## Install

Refer to the multinode install for a primer on how to set up a cluster. Required architecture is x86_64.

## System status

• Check logs
• Use performance graphs, System Activity Report (sar) or status pages to track load
• Use query tracing
• Use feed tracing
• Use the cluster controller status page (below) to track the status of search/storage nodes.

All Vespa processes have a PID file $VESPA_HOME/var/run/{service name}.pid, where {service name} is the Vespa service name, e.g. container or distributor. It is the same name which is used in the administration interface in the config sentinel. ## Status pages Vespa service instances have status pages for debugging and testing. Status pages are subject to change at any time - take care when automating. Procedure 1. Find the port: The status pages runs on ports assigned by Vespa. To find status page ports, use vespa-model-inspect to list the services run in the application. $ vespa-model-inspect services

To find the status page port for a specific node for a specific service, pick the correct service and run:
$vespa-model-inspect service [Options] <service-name>  2. Get the status and metrics: distributor, storagenode, searchnode and container-clustercontroller are content services with status pages. These ports are tagged HTTP. The cluster controller have multiple ports tagged HTTP, where the port tagged STATE is the one with the status page. Try connecting to the root at the port, or /state/v1/metrics. The distributor and storagenode status pages are available at /: $ vespa-model-inspect service searchnode
searchnode @ myhost.mydomain.com : search
search/search/cluster.search/0
tcp/myhost.mydomain.com:19111 (FS4)
tcp/myhost.mydomain.com:19112 (TEST HACK SRMP)
tcp/myhost.mydomain.com:19113 (ENGINES-PROVIDER RPC)
tcp/myhost.mydomain.com:19114 (HEALTH JSON HTTP)
$curl http://myhost.mydomain.com:19114/state/v1/metrics ...$ vespa-model-inspect service distributor
distributor @ myhost.mydomain.com : content
search/distributor/0
tcp/myhost.mydomain.com:19116 (MESSAGING)
tcp/myhost.mydomain.com:19117 (STATUS RPC)
tcp/myhost.mydomain.com:19118 (STATE STATUS HTTP)
$curl http://myhost.mydomain.com:19118/state/v1/metrics ...$ curl http://myhost.mydomain.com:19118/
...

A status page for the cluster controller is available at the status port at http://hostname:port/clustercontroller-status/v1/<clustername>. If clustername is not specified, the available clusters will be listed. The cluster controller leader status page will show if any nodes are operating with differing cluster state versions. It will also show how many data buckets are pending merging (document set reconciliation) due to either missing or being out of sync.

### Distributor or content node not existing

Content cluster nodes will register in the vespa-slobrok naming service on startup. If the nodes have not been set up or fail to start required processes, the naming service will mark them as unavailable.

Effect on cluster: Calculations for how big percentage of a cluster that is available will include these nodes even if they never have been seen. If many nodes are configured, but not in fact available, the cluster may set itself offline due by concluding too many nodes are down.

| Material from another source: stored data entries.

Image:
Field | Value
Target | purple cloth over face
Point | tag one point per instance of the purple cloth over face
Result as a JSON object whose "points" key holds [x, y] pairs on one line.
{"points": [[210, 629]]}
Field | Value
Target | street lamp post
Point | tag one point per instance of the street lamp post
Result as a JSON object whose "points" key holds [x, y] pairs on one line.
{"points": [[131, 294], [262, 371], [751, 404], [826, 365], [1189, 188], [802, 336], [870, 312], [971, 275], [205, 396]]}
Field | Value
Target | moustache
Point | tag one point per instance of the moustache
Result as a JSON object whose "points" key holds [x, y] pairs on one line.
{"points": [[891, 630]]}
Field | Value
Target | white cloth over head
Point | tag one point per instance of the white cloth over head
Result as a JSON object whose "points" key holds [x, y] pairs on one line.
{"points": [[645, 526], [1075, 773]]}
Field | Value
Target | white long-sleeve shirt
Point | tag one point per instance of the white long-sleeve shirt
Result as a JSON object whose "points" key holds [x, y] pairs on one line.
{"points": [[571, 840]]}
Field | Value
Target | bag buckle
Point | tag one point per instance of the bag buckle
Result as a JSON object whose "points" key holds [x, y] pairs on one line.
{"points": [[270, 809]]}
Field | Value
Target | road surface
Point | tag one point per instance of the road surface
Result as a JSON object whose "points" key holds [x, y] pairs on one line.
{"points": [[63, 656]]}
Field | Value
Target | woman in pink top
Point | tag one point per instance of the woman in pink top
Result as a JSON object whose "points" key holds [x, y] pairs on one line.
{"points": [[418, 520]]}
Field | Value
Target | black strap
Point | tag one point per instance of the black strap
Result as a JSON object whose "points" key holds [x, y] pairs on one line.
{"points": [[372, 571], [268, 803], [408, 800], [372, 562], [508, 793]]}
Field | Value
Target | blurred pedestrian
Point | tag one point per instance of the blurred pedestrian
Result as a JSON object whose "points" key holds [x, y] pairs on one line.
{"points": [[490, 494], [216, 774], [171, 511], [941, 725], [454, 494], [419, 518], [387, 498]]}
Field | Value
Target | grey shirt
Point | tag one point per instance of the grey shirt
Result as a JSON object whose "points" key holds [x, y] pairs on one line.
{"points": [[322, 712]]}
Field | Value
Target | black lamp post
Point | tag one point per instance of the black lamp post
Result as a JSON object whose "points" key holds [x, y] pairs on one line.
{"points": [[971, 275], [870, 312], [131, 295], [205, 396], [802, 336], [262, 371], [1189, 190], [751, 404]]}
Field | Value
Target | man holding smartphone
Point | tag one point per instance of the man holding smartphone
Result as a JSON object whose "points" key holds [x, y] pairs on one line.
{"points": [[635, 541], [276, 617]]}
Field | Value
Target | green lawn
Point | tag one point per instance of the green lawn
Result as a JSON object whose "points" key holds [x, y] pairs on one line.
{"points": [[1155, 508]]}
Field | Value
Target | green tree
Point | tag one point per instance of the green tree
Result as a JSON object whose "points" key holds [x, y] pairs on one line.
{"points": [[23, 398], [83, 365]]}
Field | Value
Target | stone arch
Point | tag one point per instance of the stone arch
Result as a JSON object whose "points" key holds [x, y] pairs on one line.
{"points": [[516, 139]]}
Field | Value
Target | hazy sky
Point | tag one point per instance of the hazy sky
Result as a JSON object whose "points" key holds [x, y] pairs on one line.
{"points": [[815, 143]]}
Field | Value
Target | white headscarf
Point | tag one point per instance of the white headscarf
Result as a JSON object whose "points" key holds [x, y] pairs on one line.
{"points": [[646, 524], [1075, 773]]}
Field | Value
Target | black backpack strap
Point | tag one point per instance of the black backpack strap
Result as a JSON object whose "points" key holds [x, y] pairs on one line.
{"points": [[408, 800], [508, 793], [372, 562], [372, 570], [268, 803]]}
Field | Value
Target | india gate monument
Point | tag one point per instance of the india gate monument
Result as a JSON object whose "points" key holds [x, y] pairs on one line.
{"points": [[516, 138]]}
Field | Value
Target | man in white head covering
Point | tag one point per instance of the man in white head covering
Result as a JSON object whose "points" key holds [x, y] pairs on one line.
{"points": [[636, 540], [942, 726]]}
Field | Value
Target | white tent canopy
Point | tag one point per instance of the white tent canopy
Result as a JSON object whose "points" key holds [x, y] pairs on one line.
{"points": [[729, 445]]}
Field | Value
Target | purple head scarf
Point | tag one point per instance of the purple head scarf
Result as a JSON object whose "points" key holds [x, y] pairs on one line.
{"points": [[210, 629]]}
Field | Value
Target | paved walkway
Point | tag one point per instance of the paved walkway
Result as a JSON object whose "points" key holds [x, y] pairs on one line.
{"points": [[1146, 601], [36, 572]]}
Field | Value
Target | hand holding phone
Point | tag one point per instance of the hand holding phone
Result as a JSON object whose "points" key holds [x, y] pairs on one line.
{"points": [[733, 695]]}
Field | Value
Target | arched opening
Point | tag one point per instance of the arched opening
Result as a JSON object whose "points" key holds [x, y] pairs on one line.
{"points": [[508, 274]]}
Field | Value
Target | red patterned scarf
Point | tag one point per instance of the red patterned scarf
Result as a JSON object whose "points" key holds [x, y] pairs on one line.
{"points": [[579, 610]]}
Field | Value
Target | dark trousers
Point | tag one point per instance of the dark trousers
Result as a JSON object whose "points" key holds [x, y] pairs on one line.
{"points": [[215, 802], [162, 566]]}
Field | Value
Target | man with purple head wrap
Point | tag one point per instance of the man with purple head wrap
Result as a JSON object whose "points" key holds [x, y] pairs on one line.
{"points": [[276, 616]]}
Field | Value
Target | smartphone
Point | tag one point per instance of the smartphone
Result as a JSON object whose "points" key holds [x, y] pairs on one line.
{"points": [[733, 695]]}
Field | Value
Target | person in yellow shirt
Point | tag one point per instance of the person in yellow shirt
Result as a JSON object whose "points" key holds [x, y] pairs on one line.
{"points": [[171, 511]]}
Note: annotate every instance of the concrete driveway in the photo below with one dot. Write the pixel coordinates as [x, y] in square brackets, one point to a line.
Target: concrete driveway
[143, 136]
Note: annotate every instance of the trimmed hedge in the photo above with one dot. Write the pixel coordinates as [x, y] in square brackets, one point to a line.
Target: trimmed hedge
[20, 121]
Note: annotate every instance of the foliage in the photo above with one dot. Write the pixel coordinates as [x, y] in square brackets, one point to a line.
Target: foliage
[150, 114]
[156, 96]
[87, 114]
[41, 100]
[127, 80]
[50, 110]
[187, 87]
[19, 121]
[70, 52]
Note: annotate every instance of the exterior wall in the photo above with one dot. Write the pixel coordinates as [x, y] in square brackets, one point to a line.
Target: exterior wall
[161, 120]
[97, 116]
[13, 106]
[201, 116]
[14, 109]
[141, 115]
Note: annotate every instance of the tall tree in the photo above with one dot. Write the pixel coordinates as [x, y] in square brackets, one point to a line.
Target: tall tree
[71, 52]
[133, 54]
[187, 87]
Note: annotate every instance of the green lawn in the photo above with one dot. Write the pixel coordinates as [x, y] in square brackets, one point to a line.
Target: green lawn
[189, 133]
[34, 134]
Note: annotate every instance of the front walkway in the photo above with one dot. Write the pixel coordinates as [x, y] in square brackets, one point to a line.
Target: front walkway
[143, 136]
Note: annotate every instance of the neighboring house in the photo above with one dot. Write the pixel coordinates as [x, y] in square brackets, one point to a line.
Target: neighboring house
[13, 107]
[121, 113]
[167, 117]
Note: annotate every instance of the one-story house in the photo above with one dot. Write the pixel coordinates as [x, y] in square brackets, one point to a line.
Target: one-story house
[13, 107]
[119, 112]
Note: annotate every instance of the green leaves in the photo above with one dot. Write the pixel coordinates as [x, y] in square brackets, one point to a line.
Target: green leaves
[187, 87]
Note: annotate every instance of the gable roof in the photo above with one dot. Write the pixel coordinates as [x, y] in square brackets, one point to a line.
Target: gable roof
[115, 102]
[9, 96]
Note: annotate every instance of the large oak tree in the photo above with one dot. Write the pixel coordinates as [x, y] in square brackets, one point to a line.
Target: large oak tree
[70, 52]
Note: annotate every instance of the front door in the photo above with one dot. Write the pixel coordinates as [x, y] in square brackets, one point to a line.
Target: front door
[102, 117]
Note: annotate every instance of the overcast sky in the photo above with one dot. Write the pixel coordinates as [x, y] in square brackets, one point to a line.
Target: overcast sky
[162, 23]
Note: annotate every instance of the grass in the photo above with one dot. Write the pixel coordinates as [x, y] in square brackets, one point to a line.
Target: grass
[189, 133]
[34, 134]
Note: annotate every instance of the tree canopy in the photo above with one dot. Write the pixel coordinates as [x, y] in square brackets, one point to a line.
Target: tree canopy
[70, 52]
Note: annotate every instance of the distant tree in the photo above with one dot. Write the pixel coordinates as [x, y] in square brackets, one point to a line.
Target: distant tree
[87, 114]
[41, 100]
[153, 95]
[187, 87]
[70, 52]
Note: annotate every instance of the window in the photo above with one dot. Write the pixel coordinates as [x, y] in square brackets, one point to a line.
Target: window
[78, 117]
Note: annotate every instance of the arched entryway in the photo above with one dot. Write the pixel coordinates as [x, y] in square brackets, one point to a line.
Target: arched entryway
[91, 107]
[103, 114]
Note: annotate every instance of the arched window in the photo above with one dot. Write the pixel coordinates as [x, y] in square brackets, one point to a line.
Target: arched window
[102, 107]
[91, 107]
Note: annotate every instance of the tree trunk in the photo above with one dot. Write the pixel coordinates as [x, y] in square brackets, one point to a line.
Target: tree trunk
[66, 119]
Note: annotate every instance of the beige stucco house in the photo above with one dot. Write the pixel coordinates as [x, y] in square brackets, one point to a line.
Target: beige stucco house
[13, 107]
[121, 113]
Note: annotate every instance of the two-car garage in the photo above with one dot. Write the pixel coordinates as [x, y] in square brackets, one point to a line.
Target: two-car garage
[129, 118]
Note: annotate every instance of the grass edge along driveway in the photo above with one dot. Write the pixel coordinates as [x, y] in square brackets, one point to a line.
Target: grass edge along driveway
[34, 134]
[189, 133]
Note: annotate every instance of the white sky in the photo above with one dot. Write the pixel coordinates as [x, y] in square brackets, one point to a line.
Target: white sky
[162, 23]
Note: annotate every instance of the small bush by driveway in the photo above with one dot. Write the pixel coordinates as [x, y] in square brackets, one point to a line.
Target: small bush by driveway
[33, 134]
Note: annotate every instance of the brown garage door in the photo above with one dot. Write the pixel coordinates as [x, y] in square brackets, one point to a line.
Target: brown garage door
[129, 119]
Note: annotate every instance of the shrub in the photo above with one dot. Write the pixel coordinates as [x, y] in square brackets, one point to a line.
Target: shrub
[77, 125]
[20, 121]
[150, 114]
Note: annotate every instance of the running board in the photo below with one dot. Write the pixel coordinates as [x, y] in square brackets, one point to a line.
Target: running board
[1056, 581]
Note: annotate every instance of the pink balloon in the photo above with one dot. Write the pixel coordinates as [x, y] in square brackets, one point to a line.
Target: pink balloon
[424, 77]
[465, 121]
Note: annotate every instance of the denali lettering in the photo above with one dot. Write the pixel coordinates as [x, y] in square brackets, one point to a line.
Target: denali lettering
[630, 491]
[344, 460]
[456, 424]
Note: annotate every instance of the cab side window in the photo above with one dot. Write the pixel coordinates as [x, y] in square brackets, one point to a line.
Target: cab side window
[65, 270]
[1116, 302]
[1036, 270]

### Content node not available on the network

vespa-slobrok requires nodes to ping it periodically. If they stop sending pings, they will be set as down and the cluster will restore full availability and redundancy by redistribution load and data to the rest of the nodes. There is a time window where nodes may be unavailable but still not set down by slobrok.

Effect on cluster: Nodes that become unavailable will be set as down after a few seconds. Before that, document operations will fail and will need to be resent. After the node is set down, full availability is restored. Data redundancy will start to restore.

### Clean mode

There has been rare occasions were we ended up with data that was internally inconsistent. This should be very rare and has only happend once. For those circumstances it is possible to start the node in a special validate_and_sanitize_docstore mode. This will do its best to clean up inconsistent data. However detecting that this is required is not an easy feat. In order for this approach to work, all nodes must be stopped before enabling this feature. If not the poison pill might come back as they have the same redundancy as the rest of your documents.

### Distributor or content node crashing

A crashing node restarts in much the same node as a controlled restart. A content node will not finish processing the currently pending requests, causing failed requests. Client resending might hide these failures, as the distributor should be able to process the resent request quickly, using other copies than the recently lost one.

### Thrashing nodes

An example is OS disk using excessive amount of time to complete IO requests. Eventually the maximum number of files are open, and as the OS is so dependent on the filesystem, it ends up not being able to do much at all.

get-node-state requests from the cluster controller fetch node metrics from /proc and write this to a temp directory on the disk before responding. This causes a thrashing node to time out get-node-state requests, setting the node down in the cluster state.

Effect on cluster: This will have the same effects like the not available on network issue.

### Constantly restarting distributor or service layer node

A broken node may end up with processes constantly restarting. It may die during initialization due to accessing corrupt files, or it may die when it starts receiving requests of a given type triggering a node local bug. This is bad for distributor nodes, as these restarts create constant ownership transfer between distributors, causing windows where buckets are unavailable.

The cluster controller has functionality for detecting such nodes. If a node restarts in a way that is not detected as a controlled shutdown, more than max_premature_crashes, the cluster controller will set the wanted state of this node to be down.

Detecting a controlled restart is currently a bit tricky. A controlled restart is typically initiated by sending a TERM signal to the process. Not having any other sign, the content layer has to assume that all TERM signals are the cause of controlled shutdowns. Thus, if the process keep being killed by kernel due to using too much memory, this will look like controlled shutdowns to the content layer.